The hyperparameters that gave the best results were:

Compared to the baseline model, the final model includes additional features and uses a more advanced modeling algorithm. By incorporating information about the number of steps, cooking time, and number of ingredients, as well as one-hot encoding the categorical features of the names, the model can capture more nuanced patterns in the data. Additionally, the decision tree classifier can handle non-linear relationships and interactions between features. The grid search helped in finding the best hyperparameters, resulting in a model that is fine-tuned for the data. Overall, the final model’s performance shows a significant improvement over the baseline model in overall accuracy due to the inclusion of these additional features and the use of a more sophisticated algorithm. However, this comes at the cost of the bias of guessing 5’s more often; this is due to the overall frequency of 5’s in the dataset, leading to possible trends being overlooked by this fact.


Fairness Analysis

We decided to look into whether our model preform differently based on the number of minutes of a recipe. To further investigate this, we set up the following permuation test:

Group 1: Short recipes: recipes that take 35 minutes or more to make

Group 2: Long recipes: recipes that take less than 35 minutes to make

We chose 35 minutes as the divider between the two groups as this is the value that most evenly splits up the dataset into the groups (roughly 50% of the dataframe to_work is in each group).

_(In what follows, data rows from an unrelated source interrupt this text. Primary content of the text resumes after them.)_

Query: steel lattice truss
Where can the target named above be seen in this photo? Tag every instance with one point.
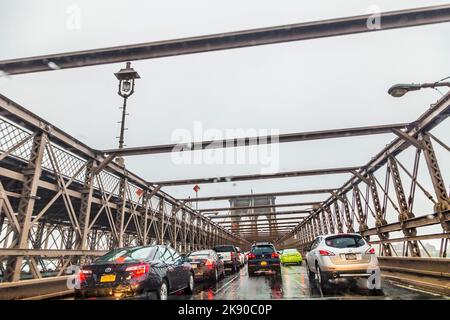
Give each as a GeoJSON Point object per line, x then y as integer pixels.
{"type": "Point", "coordinates": [53, 198]}
{"type": "Point", "coordinates": [378, 200]}
{"type": "Point", "coordinates": [62, 202]}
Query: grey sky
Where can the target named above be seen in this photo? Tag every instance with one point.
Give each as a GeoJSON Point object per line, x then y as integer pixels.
{"type": "Point", "coordinates": [300, 86]}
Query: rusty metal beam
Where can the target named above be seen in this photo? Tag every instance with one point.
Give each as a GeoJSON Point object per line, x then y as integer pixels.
{"type": "Point", "coordinates": [249, 177]}
{"type": "Point", "coordinates": [250, 141]}
{"type": "Point", "coordinates": [261, 207]}
{"type": "Point", "coordinates": [254, 195]}
{"type": "Point", "coordinates": [286, 33]}
{"type": "Point", "coordinates": [260, 214]}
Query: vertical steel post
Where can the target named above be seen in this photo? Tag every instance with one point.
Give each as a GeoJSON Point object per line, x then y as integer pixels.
{"type": "Point", "coordinates": [25, 210]}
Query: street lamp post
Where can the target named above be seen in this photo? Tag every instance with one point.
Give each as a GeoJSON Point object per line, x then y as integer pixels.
{"type": "Point", "coordinates": [126, 77]}
{"type": "Point", "coordinates": [399, 90]}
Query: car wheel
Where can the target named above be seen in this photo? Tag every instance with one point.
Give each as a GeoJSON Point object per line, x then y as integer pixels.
{"type": "Point", "coordinates": [311, 274]}
{"type": "Point", "coordinates": [322, 278]}
{"type": "Point", "coordinates": [190, 288]}
{"type": "Point", "coordinates": [163, 291]}
{"type": "Point", "coordinates": [376, 292]}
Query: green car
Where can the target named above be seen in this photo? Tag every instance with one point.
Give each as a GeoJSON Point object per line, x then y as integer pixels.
{"type": "Point", "coordinates": [291, 256]}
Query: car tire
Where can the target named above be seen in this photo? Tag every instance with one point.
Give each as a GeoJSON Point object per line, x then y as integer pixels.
{"type": "Point", "coordinates": [216, 275]}
{"type": "Point", "coordinates": [191, 283]}
{"type": "Point", "coordinates": [311, 275]}
{"type": "Point", "coordinates": [163, 291]}
{"type": "Point", "coordinates": [322, 277]}
{"type": "Point", "coordinates": [376, 292]}
{"type": "Point", "coordinates": [78, 295]}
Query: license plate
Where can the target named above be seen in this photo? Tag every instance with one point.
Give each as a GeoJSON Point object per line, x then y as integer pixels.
{"type": "Point", "coordinates": [108, 278]}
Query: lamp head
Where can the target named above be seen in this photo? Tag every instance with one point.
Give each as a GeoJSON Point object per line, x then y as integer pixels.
{"type": "Point", "coordinates": [399, 90]}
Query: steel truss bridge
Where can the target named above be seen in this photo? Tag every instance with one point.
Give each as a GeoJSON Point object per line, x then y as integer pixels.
{"type": "Point", "coordinates": [63, 203]}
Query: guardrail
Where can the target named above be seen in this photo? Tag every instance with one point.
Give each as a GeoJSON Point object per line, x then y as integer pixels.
{"type": "Point", "coordinates": [437, 267]}
{"type": "Point", "coordinates": [35, 289]}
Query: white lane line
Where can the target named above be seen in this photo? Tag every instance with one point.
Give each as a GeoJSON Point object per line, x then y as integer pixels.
{"type": "Point", "coordinates": [415, 289]}
{"type": "Point", "coordinates": [226, 284]}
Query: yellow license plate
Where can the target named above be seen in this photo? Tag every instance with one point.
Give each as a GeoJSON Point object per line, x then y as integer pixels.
{"type": "Point", "coordinates": [108, 278]}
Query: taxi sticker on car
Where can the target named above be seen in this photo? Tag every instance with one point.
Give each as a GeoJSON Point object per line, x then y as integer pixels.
{"type": "Point", "coordinates": [108, 278]}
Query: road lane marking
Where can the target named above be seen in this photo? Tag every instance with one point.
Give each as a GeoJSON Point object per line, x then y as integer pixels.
{"type": "Point", "coordinates": [226, 284]}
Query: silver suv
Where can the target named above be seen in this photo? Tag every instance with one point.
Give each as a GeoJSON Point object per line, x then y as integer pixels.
{"type": "Point", "coordinates": [340, 255]}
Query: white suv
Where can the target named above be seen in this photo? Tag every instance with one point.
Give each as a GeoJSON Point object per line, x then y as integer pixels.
{"type": "Point", "coordinates": [340, 255]}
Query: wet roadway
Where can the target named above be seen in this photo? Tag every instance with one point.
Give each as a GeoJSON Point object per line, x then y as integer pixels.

Evaluation Metric: Accuracy

Test Statistic: abs((Accuracy of recipes that take less than 35 minutes) - (Accuracy of recipes that take 35 minutes or more))

Significance Level: alpha = 0.05

Observed test statistic: 0.0143

p-value = 0.00

Because our p-value = 0.00 is less than the significance level of alpha = 0.05, we can reject the null hypothesis. There is statistically significant evidence that our model could be unfair, specifically that its accuracy for recipes that take less than 35 minutes could be not equal to its accuracy for recipes that take 35 minutes or more. It should be noted that due to not having randomized controlled trials, we cannot make definitive conclusions about the truth or falsehood of either hypothesis.